“I shall be driven, really driven, to make the matter quite clear,” he thought, almost with desperation. “Otherwise—”
But at this moment Miss Van Tuyn came away to him, and their tea was brought by a waiter.
He thought she cast a rather satirical look at him as she sat down, but she only said;
“Dear old things! They are very happy together. Mrs. Clem is extraordinarily proud of having ‘got Fanny out,’ as she calls it. A boy who had successfully drawn a badger couldn’t be more triumphant. Now let’s forget them!”

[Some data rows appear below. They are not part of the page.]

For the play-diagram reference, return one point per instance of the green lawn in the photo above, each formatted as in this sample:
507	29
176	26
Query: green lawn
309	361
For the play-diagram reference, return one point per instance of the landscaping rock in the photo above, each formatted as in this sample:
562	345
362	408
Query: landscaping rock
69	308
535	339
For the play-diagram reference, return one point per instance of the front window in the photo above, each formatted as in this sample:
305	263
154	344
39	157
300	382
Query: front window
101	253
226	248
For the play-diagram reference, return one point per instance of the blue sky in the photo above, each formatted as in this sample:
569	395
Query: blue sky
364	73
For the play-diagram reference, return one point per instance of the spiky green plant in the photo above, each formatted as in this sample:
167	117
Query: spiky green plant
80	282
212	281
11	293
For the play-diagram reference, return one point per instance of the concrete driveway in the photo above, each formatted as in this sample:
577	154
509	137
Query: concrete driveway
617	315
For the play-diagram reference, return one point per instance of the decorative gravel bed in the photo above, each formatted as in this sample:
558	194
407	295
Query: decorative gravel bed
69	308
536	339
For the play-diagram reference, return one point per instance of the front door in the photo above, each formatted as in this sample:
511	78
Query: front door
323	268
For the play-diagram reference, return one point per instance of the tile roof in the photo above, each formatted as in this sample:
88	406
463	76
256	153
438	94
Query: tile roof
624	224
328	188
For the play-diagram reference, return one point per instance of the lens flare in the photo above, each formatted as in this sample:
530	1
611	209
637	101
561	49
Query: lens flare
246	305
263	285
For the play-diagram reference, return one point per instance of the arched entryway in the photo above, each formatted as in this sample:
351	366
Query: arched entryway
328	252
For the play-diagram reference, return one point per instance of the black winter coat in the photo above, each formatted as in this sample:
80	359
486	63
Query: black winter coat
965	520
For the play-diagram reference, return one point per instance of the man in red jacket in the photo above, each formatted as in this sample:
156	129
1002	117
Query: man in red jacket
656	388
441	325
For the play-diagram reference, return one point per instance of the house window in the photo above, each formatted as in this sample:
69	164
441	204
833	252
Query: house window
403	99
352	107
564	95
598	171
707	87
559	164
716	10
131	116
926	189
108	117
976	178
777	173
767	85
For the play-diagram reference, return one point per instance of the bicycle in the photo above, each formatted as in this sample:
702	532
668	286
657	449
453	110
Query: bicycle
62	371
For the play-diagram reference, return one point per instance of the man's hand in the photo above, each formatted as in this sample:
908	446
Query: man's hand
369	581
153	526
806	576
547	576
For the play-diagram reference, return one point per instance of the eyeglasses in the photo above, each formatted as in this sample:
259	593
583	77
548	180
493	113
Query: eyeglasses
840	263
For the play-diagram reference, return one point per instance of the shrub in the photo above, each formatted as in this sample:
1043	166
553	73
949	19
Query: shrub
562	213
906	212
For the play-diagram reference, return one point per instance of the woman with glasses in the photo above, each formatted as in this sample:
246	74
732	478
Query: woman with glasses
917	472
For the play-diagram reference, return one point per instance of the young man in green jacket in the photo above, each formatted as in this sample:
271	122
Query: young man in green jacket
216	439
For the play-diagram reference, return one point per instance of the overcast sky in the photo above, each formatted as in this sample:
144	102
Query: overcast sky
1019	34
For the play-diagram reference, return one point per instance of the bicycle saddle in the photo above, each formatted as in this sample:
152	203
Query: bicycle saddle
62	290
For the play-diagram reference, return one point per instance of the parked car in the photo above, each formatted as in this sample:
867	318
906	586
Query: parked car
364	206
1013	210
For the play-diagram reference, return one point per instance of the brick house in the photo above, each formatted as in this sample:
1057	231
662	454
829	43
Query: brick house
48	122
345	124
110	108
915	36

This was all very well, and Braybrooke asked for nothing better; but he was totally unable to forget the two cronies, whom he saw in the distance with their white and chestnut heads alarmingly close together, talking eagerly, and, he was quite sure, not about the dear old days in Philadelphia. What had they—or rather what had Miss Cronin said to Miss Van Tuyn? He longed to know. It really was essential that he should know. Yet he scarcely knew how to approach the subject. It was rather difficult to explain elaborately to a beautiful girl that you had not the least wish to marry her. He was certainly not at his best as he took his first cup of tea and sought about for an opening. Miss Van Tuyn talked with her usual assurance, but he fancied that her violet eyes were full of inquiry when they glanced at him; and he began to feel positive that the worst had happened, and that Fanny Cronin had informed her—no, misinformed her—of what had happened at Claridge’s. Now and then, as he met Miss Van Tuyn’s eyes, he thought they were searching his with an unusual consciousness, as if they expected something very special from him. Presently, too, she let the conversation languish, and at last allowed it to drop. In the silence that succeeded Braybrooke was seized by a terrible fear that perhaps she was waiting for him to propose. If he did propose she would refuse him of course. He had no doubt about that. But though to be accepted by her, or indeed by anyone, would have caused him acute distress, on the other hand no one likes to be refused.
He thought of Craven. Was it possible to make any use of Craven to get him out of his difficulty? Dare he hint at the real reason of his visit to Miss Cronin? He had intended delicately to “sound” the chaperon on the subject of matrimony, to find out if there was anything on the tapis in Paris, if Miss Van Tuyn had any special man friend there, in short to make sure of his ground before deciding to walk on it. But he could hardly explain that to Miss Van Tuyn. To do so would be almost brutal, and quite against all his traditions.
Again he caught her eye in the desperate silence. Her gaze seemed to say to him: “When are you going to begin?” He felt that he must say something, even though it were not what she was probably expecting.
“I was interested,” he hurriedly began, clasping his beard and looking away from his companion, “to hear the other day that a young friend of mine had met you, a very charming and promising young fellow, who has a great career before him, unless I am much mistaken.”
“Who?” she asked; he thought rather curtly.
“Alick Craven of the Foreign Office. He told me he was introduced to you at Adela Sellingworth’s.”